TPE sur la foudre Plusieurs centaines d'individus sont foudroyés chaque année en France. Quelques dizaines en décèdent. Comment la foudre se forme-t-elle et quels sont ses effets sur l'organisme et l'environnement ?

Lycée Jean Jaurès, 1ère S3, année 2012/2013 :
VERSTRATEN Joris, NGUYEN Van An,
PINHEIRO Aliston Nous tenterons d'élaborer des théories et de les vérifier à l'aide d'expériences et de recherches documentaires. I. La foudre et l'électricité statique
II. Du ciel à la terre
III. Les effets sur l'environnement La foudre est un phénomène naturel, assimilé à de l'électricité et « reliant » un nuage à la terre. Elle s'accompagne d'un grondement, le tonnerre. Ce phénomène se produit surtout pendant les orages, et frappe alors la terre plusieurs fois par minute.

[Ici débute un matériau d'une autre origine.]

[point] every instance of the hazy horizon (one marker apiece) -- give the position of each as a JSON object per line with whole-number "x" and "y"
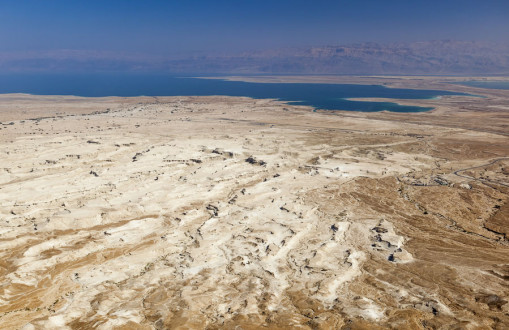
{"x": 106, "y": 35}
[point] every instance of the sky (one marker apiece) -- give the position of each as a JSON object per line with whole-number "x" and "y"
{"x": 167, "y": 28}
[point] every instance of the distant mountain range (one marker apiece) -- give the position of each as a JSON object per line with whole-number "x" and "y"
{"x": 431, "y": 57}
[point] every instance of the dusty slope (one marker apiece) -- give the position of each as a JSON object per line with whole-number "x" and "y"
{"x": 214, "y": 212}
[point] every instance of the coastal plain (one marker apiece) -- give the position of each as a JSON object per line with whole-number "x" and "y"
{"x": 218, "y": 212}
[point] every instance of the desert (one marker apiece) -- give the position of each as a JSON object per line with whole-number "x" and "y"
{"x": 230, "y": 212}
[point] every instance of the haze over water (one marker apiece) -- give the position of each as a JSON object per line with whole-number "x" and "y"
{"x": 318, "y": 96}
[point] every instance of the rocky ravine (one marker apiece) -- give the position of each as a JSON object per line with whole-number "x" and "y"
{"x": 216, "y": 212}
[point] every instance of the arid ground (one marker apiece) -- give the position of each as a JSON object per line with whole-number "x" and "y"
{"x": 235, "y": 213}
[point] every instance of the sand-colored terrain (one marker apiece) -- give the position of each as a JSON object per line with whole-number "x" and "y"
{"x": 234, "y": 213}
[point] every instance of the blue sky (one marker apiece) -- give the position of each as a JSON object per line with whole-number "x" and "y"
{"x": 184, "y": 27}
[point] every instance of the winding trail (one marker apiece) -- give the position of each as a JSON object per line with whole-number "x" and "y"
{"x": 484, "y": 165}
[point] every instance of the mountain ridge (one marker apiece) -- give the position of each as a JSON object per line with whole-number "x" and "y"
{"x": 427, "y": 57}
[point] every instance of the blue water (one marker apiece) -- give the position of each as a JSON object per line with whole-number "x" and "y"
{"x": 486, "y": 84}
{"x": 318, "y": 96}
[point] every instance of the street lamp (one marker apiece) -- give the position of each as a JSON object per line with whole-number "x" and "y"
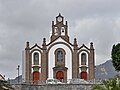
{"x": 18, "y": 72}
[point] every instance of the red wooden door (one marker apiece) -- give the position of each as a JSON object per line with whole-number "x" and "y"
{"x": 36, "y": 76}
{"x": 84, "y": 75}
{"x": 60, "y": 75}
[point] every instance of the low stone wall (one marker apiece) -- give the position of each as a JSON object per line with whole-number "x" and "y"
{"x": 56, "y": 87}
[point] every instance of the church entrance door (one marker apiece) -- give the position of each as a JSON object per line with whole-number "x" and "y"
{"x": 36, "y": 75}
{"x": 60, "y": 75}
{"x": 84, "y": 75}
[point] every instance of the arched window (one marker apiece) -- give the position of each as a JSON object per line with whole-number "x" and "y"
{"x": 83, "y": 59}
{"x": 36, "y": 59}
{"x": 59, "y": 56}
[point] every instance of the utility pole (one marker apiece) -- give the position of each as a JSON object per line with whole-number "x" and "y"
{"x": 18, "y": 72}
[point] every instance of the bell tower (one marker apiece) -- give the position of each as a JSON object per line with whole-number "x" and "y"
{"x": 59, "y": 29}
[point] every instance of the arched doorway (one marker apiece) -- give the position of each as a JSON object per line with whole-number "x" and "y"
{"x": 84, "y": 75}
{"x": 36, "y": 76}
{"x": 60, "y": 75}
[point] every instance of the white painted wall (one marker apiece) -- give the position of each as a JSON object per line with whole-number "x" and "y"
{"x": 68, "y": 60}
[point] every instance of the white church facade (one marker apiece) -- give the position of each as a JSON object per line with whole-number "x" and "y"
{"x": 59, "y": 58}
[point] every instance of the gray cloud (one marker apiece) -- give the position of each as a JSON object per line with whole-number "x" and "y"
{"x": 30, "y": 20}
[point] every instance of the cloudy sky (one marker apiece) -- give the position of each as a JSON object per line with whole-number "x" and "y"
{"x": 30, "y": 20}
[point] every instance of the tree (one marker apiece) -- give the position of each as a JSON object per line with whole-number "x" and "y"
{"x": 115, "y": 54}
{"x": 111, "y": 84}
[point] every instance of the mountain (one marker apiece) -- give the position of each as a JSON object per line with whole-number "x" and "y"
{"x": 105, "y": 70}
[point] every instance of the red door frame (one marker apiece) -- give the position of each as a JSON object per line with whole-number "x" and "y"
{"x": 36, "y": 76}
{"x": 60, "y": 75}
{"x": 84, "y": 75}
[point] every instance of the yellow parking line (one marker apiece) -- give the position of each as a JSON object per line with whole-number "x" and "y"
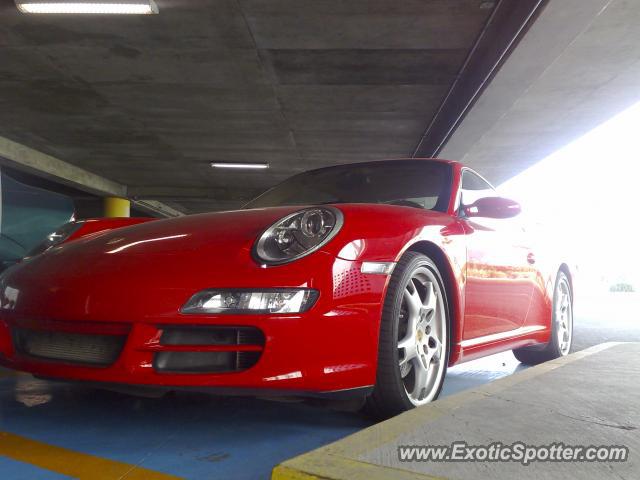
{"x": 74, "y": 464}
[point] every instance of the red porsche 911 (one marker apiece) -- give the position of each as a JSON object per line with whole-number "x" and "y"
{"x": 365, "y": 280}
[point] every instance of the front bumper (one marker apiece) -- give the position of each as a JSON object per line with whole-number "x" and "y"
{"x": 332, "y": 347}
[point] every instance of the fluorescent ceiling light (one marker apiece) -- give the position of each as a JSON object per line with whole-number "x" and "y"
{"x": 121, "y": 7}
{"x": 253, "y": 166}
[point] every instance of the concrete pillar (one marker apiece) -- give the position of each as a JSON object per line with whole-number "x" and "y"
{"x": 117, "y": 207}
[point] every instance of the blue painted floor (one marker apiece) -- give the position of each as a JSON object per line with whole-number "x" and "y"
{"x": 189, "y": 435}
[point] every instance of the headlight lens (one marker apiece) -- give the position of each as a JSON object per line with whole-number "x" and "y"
{"x": 297, "y": 235}
{"x": 295, "y": 300}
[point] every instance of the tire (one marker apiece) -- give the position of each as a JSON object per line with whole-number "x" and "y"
{"x": 411, "y": 366}
{"x": 561, "y": 327}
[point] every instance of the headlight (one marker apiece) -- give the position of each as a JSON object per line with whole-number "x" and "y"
{"x": 297, "y": 235}
{"x": 295, "y": 300}
{"x": 55, "y": 238}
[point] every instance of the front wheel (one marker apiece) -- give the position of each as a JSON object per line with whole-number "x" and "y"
{"x": 561, "y": 327}
{"x": 414, "y": 338}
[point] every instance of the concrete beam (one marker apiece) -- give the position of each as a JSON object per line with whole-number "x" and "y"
{"x": 201, "y": 193}
{"x": 24, "y": 158}
{"x": 27, "y": 159}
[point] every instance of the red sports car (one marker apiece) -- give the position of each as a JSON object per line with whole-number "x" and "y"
{"x": 363, "y": 280}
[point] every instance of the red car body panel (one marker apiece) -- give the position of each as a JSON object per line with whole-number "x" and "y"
{"x": 95, "y": 225}
{"x": 134, "y": 280}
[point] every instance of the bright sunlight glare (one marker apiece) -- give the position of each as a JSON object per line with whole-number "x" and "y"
{"x": 584, "y": 195}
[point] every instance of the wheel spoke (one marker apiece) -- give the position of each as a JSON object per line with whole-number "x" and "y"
{"x": 421, "y": 378}
{"x": 431, "y": 298}
{"x": 437, "y": 349}
{"x": 413, "y": 300}
{"x": 422, "y": 336}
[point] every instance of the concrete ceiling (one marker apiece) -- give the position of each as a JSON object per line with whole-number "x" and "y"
{"x": 149, "y": 101}
{"x": 576, "y": 68}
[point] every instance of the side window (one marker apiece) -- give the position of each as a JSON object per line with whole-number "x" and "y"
{"x": 473, "y": 188}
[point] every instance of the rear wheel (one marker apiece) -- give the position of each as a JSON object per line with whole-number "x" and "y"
{"x": 414, "y": 338}
{"x": 561, "y": 327}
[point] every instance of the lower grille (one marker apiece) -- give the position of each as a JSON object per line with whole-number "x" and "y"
{"x": 212, "y": 349}
{"x": 80, "y": 349}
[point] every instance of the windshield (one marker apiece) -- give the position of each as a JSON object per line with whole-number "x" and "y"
{"x": 412, "y": 183}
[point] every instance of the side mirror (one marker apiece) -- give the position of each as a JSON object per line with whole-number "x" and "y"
{"x": 492, "y": 207}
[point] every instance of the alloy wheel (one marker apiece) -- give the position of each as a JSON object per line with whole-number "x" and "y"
{"x": 422, "y": 336}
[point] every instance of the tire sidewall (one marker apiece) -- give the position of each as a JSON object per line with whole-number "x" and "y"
{"x": 393, "y": 303}
{"x": 554, "y": 344}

Le flash lumineux est appelé éclair. On cherche à connaître l'origine de ce phénomène. La voie la plus sérieuse que nous avons trouvé est celle de l'électricité statique. I.La foudre et l'électricité statique L'électricité statique : La matière est composée d'atomes.

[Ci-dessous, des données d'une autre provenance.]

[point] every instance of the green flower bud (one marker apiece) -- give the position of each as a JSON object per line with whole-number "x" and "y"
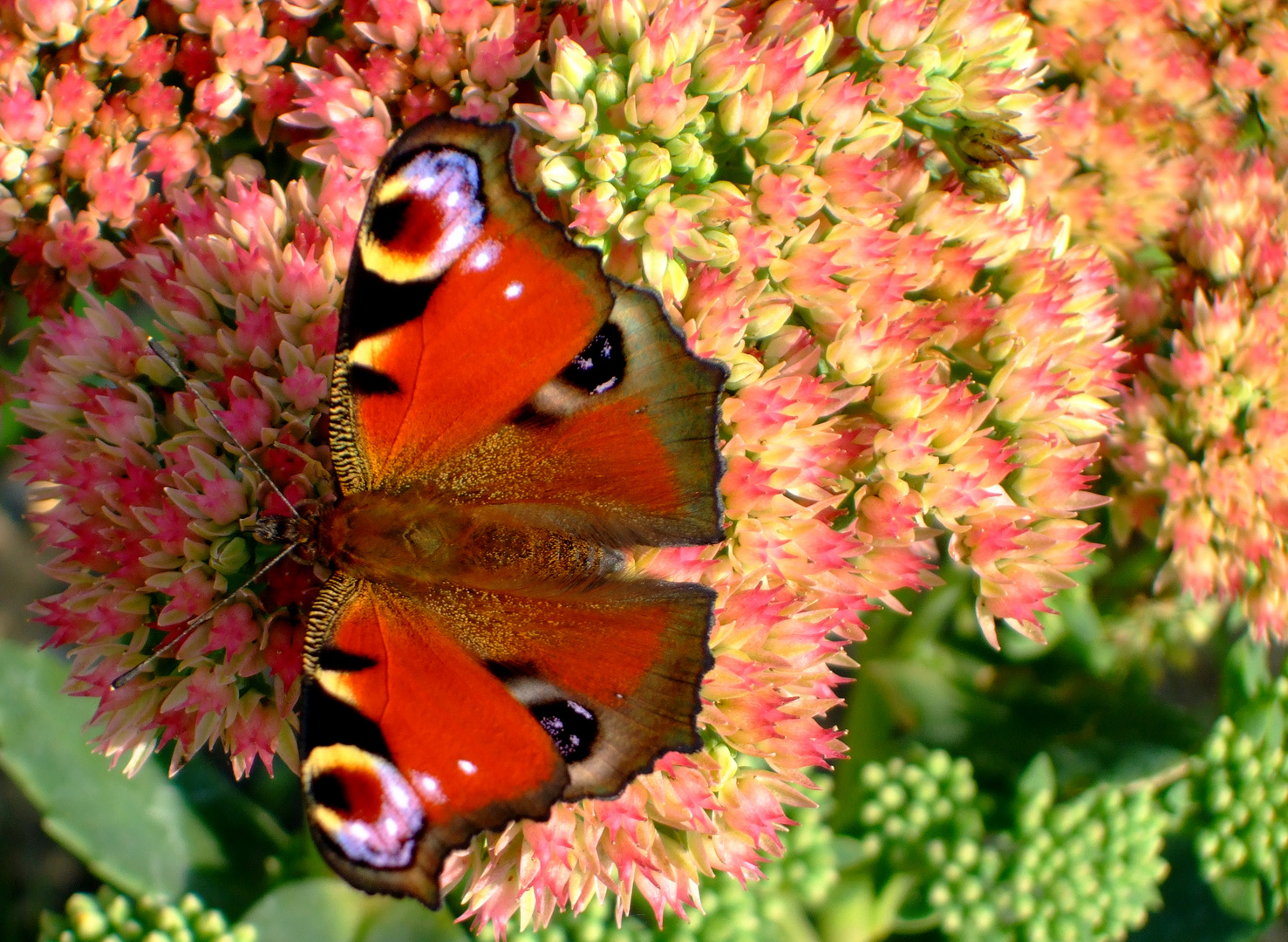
{"x": 1233, "y": 853}
{"x": 988, "y": 185}
{"x": 605, "y": 157}
{"x": 872, "y": 775}
{"x": 574, "y": 71}
{"x": 86, "y": 919}
{"x": 559, "y": 173}
{"x": 685, "y": 153}
{"x": 229, "y": 555}
{"x": 621, "y": 22}
{"x": 891, "y": 795}
{"x": 745, "y": 115}
{"x": 926, "y": 57}
{"x": 650, "y": 165}
{"x": 940, "y": 96}
{"x": 610, "y": 88}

Ils sont de charge électrique neutre car leurs électrons négatifs et leur noyau positif s'équilibrent. On parle d'électricité statique lorsqu'il n'y a pas mouvement de charges électriques. Lorsque des électrons négatifs tentent de quitter leur noyau, on obtient un déséquilibre qui peut provoquer des phénomènes électriques plus ou moins importants. Les corps de charges opposées s'attirent (ceux de même charge se repoussent), et cette interaction est d'autant plus forte que la différence de « potentiel » est grande. Soit F a/b la force exercée par un corps de charge Q1 sur un corps de charge Q2 à une distance d : Il existe deux types d'électricité statique : L'életricité résineuse, appelée ainsi car produite en frottant du tissu sur un matériau comme du plastique ou de l'ambre (identifiée plus tard comme un surplus d'électron, donc de charge -). L'électricité vitreuse, appelée ainsi car produite en frottant du tissu sur un matériau comme du verre (identifiée plus tard comme un manque d'électrons, donc de charge +). Fa/b = Fb/a = k x Q1 x Q2 / d² avec k = 8.99 x 10 ^ 9 N . m² . C-² Expérimentations : On réalise une expérience avec une tube en plastique que l'on frotte contre un bout de tissu et que l'on approche de boulettes de papier.

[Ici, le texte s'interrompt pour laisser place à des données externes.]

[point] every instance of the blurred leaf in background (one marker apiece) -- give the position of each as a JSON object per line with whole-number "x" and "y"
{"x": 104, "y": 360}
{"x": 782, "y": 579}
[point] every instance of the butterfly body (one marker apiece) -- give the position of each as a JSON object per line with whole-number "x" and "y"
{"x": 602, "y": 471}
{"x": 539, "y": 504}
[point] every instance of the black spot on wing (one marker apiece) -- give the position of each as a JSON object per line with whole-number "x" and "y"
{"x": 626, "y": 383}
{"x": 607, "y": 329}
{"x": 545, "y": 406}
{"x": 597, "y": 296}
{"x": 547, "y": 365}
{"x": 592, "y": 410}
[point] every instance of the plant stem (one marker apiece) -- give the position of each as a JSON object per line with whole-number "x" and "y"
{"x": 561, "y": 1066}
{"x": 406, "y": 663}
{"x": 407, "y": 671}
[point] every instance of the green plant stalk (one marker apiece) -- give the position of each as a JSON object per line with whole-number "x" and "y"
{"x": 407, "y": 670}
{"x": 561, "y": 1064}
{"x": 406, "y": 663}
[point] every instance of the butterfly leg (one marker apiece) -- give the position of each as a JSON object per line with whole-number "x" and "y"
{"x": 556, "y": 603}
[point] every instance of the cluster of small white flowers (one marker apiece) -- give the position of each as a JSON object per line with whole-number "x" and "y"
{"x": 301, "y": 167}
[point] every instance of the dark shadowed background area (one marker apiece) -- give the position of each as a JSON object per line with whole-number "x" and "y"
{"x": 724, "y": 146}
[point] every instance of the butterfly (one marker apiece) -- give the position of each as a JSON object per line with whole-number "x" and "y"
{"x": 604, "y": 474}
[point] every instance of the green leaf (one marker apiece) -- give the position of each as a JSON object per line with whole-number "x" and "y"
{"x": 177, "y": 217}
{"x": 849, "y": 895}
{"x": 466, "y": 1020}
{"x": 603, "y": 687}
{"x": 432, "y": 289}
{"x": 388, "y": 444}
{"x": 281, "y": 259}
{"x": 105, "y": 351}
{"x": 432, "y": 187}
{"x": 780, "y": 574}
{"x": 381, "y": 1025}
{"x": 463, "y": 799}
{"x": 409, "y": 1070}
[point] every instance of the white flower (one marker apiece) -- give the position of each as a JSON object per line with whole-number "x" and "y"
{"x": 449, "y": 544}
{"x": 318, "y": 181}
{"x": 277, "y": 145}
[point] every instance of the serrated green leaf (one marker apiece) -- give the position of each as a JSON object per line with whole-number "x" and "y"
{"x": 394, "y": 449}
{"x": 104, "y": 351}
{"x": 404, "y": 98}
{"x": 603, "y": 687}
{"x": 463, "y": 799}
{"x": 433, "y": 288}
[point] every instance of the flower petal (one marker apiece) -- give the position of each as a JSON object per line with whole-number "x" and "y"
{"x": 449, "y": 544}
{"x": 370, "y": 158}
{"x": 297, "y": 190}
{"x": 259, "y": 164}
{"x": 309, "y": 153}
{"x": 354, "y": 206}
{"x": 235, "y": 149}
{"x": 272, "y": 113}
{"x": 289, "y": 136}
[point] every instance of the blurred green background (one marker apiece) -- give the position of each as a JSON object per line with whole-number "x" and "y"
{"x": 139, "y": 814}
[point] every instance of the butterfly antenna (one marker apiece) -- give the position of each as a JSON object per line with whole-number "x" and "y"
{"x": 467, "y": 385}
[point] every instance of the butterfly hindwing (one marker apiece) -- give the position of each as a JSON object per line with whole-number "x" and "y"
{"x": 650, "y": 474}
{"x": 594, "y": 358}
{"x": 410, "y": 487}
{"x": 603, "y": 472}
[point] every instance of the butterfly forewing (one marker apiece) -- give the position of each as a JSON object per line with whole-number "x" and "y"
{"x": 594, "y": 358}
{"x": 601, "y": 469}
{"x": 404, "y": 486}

La règle acquiert ainsi un surplus d'électrons, et ceux-ci repoussent les charges négatives des boulettes au loin.
Ainsi, la partie la plus proche du tube devient positive et l'attraction l'emporte sur la répulsion : les boulettes se collent. On réalise ensuite deux expérience avec la machine de Wimshurst : Expérience n° 1 : La première consiste en une simple utilisation de ladite machine. En effet, lorsque l'on actionne la roue, celle-ci accumule des charges négatives sur un condensateur, et l'autre devient positif par influence : les électrons de la partie jusqu'alors neutres fuient par un câble relié au sol, et on obtient ainsi une face positive et une négative, comme pour les boulettes de papier. Une fois que la différence de tension entre les deux sphères métalliques est suffisamment importante, les électrons passent d'une sphère à l'autre en formant un arc électrique. Les électrons se repoussant, ils cherchent, lorsqu'ils sont en trop grande quantité, à fuir vers un milieu de charge neutre ou positive, ici l'autre éclateur car il est relié à la terre, soit le potentiel 0 le plus grand... sur Terre. Plus la distance entre les deux est grande, plus la différence doit être importante et plus il faut tourner la manivelle rapidement. Expérience n°2 : On connecte chaque extrémité métallique à une plaque faite en matériau conducteur. Entre les deux plaques placées à une dizaine de centimètres de distance, on suspend une sphère métallique. Une plaque est négative et l'autre le devient, par influence. Lorsqu'on produit du courant à l'aide de la machine (voir expérience précédente), la balle se rapproche de la plaque chargée négativement puis de celle chargée positivement et fait des aller-retours rapides. Interprétation : Les électrons en surnombre sur la plaque négative, repoussent les électrons de la sphère au "pôle" opposé, créant un pôle + et un pôle - (polarisation). Les charges opposées s'attirent donc. Au contact de la plaque, la sphère devient négative et elle est repoussée par la plaque elle-même négative.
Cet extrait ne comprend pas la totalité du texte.